Анри поднял брови, запер дверь и пригласил мадам, "если она соблаговолит последовать за ним", в большую комнату, где стоял маленький стол, уже накрытый к обеду, рояль, несколько глубоких кресел и очень стильный письменный стол.
— Не прикажете ли, мадам, чашечку кофе?
— О нет, благодарю вас.
Анри удалился с поклоном.
Комната Ника, его собственная… когда-нибудь, скоро, наверное, их комната.
Она сообщалась с его спальной — длинной, узкой, очень высокой комнатой. Вместо обычного туалета старенький гримировальный столик из темного красного дерева и очень низкая кровать, покрытая просто куском темно-синего атласа; ничего декоративного, кроме прекрасных гобеленовых ширм, и — на отдельном столике — большой бронзовой фигуры Пана, насвистывавшего, закинув голову, на свирели. Все. Только на спинке стула висел еще аккуратно сложенный халат из пестрого фуляра.
Тото оглянулась кругом и внимательно прислушалась: ни звука. Тогда она схватила халат в руки, зарылась в него на секунду лицом, затем торопливо водворила его на прежнее место и вернулась в первую комнату.
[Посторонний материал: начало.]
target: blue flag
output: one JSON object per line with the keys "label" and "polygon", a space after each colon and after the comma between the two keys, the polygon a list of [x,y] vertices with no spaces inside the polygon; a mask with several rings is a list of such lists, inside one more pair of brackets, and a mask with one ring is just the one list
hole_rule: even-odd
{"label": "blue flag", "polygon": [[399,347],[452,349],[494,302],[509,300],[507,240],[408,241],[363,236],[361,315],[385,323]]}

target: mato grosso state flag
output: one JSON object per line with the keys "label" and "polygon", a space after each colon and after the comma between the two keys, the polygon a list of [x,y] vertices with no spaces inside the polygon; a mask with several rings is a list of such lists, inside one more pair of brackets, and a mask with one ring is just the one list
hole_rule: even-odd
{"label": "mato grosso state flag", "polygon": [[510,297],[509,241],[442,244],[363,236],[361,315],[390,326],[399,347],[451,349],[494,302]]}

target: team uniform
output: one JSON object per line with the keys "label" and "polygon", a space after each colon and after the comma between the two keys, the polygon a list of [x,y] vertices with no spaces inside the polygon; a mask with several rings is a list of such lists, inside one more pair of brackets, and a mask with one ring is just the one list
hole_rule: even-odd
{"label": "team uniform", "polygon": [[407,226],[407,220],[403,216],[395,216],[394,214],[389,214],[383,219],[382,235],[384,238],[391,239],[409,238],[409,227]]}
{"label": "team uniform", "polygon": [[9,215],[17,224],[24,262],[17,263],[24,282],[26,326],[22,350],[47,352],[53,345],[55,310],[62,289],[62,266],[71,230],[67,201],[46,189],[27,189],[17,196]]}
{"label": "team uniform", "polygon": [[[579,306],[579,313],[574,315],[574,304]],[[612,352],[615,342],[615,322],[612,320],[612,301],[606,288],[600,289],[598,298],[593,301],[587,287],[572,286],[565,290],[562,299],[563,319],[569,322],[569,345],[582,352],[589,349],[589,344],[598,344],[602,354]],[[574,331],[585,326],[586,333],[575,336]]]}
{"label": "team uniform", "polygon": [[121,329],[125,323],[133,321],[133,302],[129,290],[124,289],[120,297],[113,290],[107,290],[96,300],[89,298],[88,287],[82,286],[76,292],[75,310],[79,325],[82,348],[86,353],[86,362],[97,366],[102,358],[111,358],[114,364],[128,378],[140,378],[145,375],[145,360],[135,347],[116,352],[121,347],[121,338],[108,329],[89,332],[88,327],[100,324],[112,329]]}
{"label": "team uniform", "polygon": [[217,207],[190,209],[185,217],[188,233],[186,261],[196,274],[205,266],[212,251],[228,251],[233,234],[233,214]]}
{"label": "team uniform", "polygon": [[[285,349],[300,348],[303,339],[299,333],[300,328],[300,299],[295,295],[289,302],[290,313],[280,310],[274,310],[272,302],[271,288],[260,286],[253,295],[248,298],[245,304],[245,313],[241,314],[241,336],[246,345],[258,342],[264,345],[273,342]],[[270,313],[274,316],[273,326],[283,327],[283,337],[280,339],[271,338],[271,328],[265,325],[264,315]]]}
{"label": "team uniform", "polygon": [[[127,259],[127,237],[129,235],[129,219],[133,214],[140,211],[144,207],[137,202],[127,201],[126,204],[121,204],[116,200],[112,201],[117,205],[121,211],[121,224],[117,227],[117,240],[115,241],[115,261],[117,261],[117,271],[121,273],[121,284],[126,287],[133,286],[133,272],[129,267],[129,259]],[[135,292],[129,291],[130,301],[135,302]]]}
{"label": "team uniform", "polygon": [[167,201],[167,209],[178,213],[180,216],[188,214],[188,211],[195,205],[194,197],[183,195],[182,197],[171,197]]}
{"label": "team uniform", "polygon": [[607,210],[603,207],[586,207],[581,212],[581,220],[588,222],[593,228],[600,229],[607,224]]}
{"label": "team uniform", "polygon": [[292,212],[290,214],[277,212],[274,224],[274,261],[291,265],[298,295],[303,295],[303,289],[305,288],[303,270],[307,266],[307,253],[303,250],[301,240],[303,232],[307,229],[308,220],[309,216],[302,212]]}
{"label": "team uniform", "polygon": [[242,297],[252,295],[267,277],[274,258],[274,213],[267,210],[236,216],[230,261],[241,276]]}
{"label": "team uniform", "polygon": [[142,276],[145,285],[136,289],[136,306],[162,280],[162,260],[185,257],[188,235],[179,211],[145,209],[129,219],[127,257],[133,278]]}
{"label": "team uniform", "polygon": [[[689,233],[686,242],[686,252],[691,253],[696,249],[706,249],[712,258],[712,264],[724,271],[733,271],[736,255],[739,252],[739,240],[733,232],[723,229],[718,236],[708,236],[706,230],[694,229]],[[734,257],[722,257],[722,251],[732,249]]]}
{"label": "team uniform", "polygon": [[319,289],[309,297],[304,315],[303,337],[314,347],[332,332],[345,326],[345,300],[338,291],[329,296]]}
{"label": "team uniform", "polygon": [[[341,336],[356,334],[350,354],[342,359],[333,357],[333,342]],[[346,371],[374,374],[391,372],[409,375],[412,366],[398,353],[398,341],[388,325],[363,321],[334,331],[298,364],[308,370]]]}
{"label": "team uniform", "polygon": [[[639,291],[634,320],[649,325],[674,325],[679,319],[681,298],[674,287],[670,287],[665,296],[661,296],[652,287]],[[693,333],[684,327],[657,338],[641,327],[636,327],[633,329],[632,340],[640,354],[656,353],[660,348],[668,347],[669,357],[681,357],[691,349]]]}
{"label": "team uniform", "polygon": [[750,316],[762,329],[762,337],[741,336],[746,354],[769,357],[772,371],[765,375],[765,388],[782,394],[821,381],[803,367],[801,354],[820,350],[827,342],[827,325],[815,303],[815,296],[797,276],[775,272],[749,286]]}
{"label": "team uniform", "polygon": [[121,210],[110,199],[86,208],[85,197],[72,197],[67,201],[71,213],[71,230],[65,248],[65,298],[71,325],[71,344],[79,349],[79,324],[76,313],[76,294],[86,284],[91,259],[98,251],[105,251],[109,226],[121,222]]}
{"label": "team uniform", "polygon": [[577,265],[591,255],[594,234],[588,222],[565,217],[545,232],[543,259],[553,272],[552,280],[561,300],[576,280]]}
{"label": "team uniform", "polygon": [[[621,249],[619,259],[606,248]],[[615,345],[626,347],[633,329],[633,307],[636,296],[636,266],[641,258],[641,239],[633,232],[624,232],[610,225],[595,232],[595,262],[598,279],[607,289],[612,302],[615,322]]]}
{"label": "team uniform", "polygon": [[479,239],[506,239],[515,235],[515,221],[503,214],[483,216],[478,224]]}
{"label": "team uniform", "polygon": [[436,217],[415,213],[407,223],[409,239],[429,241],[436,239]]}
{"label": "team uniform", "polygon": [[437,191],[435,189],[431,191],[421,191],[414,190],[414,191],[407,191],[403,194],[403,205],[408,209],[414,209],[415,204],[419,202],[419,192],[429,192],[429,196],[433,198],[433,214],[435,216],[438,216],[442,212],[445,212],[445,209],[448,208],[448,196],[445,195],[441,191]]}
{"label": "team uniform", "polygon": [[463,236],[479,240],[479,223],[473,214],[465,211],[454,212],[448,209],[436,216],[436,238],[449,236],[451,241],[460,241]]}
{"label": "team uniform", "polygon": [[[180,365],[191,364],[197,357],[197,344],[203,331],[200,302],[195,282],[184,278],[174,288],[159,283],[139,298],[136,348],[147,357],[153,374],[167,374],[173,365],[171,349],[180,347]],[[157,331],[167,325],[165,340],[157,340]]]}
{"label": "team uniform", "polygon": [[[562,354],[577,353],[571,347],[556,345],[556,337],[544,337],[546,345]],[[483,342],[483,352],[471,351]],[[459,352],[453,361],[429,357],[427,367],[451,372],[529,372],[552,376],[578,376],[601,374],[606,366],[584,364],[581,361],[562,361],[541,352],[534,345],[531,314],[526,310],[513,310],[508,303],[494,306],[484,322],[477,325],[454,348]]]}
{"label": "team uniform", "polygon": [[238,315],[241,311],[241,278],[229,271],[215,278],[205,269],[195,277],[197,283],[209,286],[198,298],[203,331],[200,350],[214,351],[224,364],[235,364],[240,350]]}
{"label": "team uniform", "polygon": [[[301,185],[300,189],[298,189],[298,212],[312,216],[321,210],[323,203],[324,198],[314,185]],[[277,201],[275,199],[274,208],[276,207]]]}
Огромный диван оказался удивительно уютным, но… о, до чего медленно ползло время!
Ник сейчас подъезжает к Парижу, он почти доехал уже до того места, где так сильно разветвляются, переплетаются пути. Скоро-скоро поезд остановится на Северном вокзале, и носильщик в синей блузе возьмет его вещи. Багажа у него, наверное, нет и в таможне ждать не придется. Мужчины никогда не возят с собой багажа.
За окнами сияли огнями Елисейские поля. О, жизнь все-таки дивно хороша! И если даже нехорошо с ее стороны так радоваться теперь — пусть! Ничто, ничто, никакие воспоминания, самые печальные, не могли удержать захлестывающий ее поток радости. Внизу остановилось такси. О, отчего вышедший мужчина не попал в полосу света от фонаря? Ник ли это? Ник?
Тото высунулась далеко из окна: подъезжала другая машина.
Сзади нее открылась дверь, и вошел Ник. Он прошел комнату, неслышно шагая, и, подойдя совсем близко, очень осторожно, очень мягко, чтобы не испугать, обвил ее руками.
Она сказала не оборачиваясь:
— Это ты! — и прижала к себе его руки. Потом медленно повернулась в его объятиях и посмотрела на него.
Полураскрытые губы уронили:
— Поцелуй меня.
Ник продолжал смотреть на нее. В глазах его было то выражение, которое придает им только полное, ничем не омраченное счастье. Он нагнулся, и губы их слились, и тонкая фигурка прильнула к нему, будто брошенная вихрем. Ник чувствовал, как бьется ее сердце, так сильно, так неистово, так близко, словно в нем самом.
Поцелую, казалось, не будет конца. Казалось, ни один из них не решался прервать упоение экстаза, чудесно охватившего их. Казалось, этот поцелуй, который брал и давал, жег и исцелял, стер все тревоги, все горе, и тоску одиночества, и усталость последних недель — забыто было все в радости свидания.
Ник выпрямился, наконец, и, глядя в личико Тото, прижимавшейся к нему, нежно сказал:
— Ты похудела. Ты была больна?
Тото раскрыла глаза, выдавая ему сияющим взглядом свою любовь.
— Ты вернулся. Теперь все хорошо.
Ник взял ее на руки и понес к дивану.
— Ты страшно бледненькая. Нет… нет… никаких поцелуев… пока. Почему? А потому, что маленькая бэби нуждается в заботливом уходе. Нет и нет! Что такое? Я не люблю тебя? Не люблю?
Тото целовала ему глаза, щеки, уши, рот — часто, крепко — поцелуями юными, пылкими, полными обожания, пока, встретившись с ним губами, не замерла в поцелуе страсти, еще немножко чуждой ей, но уже пьянящей.